When the words "one of" follow the colon(s) in a grammar definition, they signify that each of the terminal
symbols on the following line or lines is an alternative definition. For example, the lexical grammar for ECMAScript
contains the production:
- NonZeroDigit :: one of
- 1 2 3 4 5 6 7 8 9
which is merely a convenient abbreviation for:
- NonZeroDigit
- 1
2
3
4
5
6
7
8
9
When an alternative in a production of the lexical grammar or the numeric string grammar appears to be a
multi-character token, it represents the sequence of characters that would make up such a token.
The right-hand side of a production may specify that certain expansions are not permitted by using the phrase "but
not" and then indicating the expansions to be excluded. For example, the production:
- Identifier ::
- IdentifierName but not ReservedWord
means that the nonterminal Identifier may be replaced by any sequence of characters that could replace
IdentifierName provided that the same sequence of characters could not replace ReservedWord.

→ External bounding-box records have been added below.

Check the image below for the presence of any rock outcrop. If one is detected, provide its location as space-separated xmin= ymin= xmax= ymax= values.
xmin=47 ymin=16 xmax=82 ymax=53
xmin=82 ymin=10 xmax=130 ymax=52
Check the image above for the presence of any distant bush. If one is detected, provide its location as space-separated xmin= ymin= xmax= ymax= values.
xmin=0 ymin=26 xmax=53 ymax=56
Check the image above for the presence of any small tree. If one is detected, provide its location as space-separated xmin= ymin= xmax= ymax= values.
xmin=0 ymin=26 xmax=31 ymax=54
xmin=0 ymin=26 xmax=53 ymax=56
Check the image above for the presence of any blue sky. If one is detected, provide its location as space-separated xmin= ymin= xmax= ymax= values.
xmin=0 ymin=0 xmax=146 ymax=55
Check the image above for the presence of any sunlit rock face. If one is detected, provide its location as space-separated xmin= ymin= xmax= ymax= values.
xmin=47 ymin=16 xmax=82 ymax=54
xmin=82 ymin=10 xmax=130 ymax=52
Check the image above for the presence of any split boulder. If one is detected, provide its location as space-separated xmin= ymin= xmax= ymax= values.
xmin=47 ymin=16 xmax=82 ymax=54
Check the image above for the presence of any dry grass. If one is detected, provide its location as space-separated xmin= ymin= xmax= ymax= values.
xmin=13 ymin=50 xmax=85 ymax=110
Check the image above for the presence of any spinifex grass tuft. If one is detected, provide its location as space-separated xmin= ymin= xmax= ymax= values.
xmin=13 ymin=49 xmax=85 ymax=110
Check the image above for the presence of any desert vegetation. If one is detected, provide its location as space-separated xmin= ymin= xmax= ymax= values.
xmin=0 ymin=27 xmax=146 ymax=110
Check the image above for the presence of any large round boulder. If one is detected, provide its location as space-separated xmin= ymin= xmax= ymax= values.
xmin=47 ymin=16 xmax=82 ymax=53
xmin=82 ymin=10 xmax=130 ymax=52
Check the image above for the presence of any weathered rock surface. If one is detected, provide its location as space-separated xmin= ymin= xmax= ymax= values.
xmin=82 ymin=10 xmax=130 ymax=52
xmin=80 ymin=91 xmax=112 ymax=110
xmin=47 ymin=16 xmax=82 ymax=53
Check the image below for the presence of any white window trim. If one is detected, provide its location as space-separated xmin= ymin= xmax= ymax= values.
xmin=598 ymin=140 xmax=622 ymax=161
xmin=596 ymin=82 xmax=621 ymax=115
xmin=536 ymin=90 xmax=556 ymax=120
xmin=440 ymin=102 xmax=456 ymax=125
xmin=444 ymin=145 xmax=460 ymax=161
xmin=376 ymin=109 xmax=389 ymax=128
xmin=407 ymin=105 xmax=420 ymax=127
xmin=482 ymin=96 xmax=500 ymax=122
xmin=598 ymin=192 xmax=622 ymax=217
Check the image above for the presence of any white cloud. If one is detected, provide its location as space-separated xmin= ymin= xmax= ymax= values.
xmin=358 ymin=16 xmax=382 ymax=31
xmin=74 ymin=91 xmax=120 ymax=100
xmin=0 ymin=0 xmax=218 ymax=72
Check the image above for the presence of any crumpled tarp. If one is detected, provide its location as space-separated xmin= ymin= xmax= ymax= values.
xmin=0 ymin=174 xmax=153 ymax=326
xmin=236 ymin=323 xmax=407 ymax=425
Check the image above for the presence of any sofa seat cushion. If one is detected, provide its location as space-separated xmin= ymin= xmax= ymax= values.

Finally, a few nonterminal symbols are described by a descriptive phrase in roman type in cases where it would be
impractical to list all the alternatives:
- SourceCharacter ::
- any Unicode character
- 5.2 Algorithm Conventions
-
The specification often uses a numbered list to specify steps in an algorithm. These algorithms are used to clarify
semantics. In practice, there may be more efficient algorithms available to implement a given feature.
When an algorithm is to produce a value as a result, the directive "return x" is used to indicate that the
result of the algorithm is the value of x and that the algorithm should terminate. The notation Result(n)
is used as shorthand for "the result of step n". Type(x) is used as shorthand for "the type of x".
Mathematical operations such as addition, subtraction, negation, multiplication, division, and the mathematical
functions defined later in this section should always be understood as computing exact mathematical results on
mathematical real numbers, which do not include infinities and do not include a negative zero that is distinguished from
positive zero. Algorithms in this standard that model floating-point arithmetic include explicit steps, where necessary,
to handle infinities and signed zero and to perform rounding. If a mathematical operation or function is applied to a
floating-point number, it should be understood as being applied to the exact mathematical value represented by that
floating-point number; such a floating-point number must be finite, and if it is +0 or -0 then the
corresponding mathematical value is simply 0.
The mathematical function abs(x) yields the absolute value of x, which is -x if x is
negative (less than zero) and otherwise is x itself.
The mathematical function sign(x) yields 1 if x is positive and -1 if x is negative. The sign function
is not used in this standard for cases when x is zero.
The notation "x modulo y" (y must be finite and nonzero) computes a value k of the same sign as
y (or zero) such that abs(k)< abs(y) and x-k = q * y for some integer q.
The mathematical function floor(x) yields the largest integer (closest to positive infinity) that is not
larger than x.
NOTE
floor(x) = x-(x modulo 1).
If an algorithm is defined to "throw an exception", execution of the algorithm is terminated and no result is
returned. The calling algorithms are also terminated, until an algorithm step is reached that explicitly deals with the
exception, using terminology such as "If an exception was thrown...". Once such an algorithm step has been encountered
the exception is no longer considered to have occurred.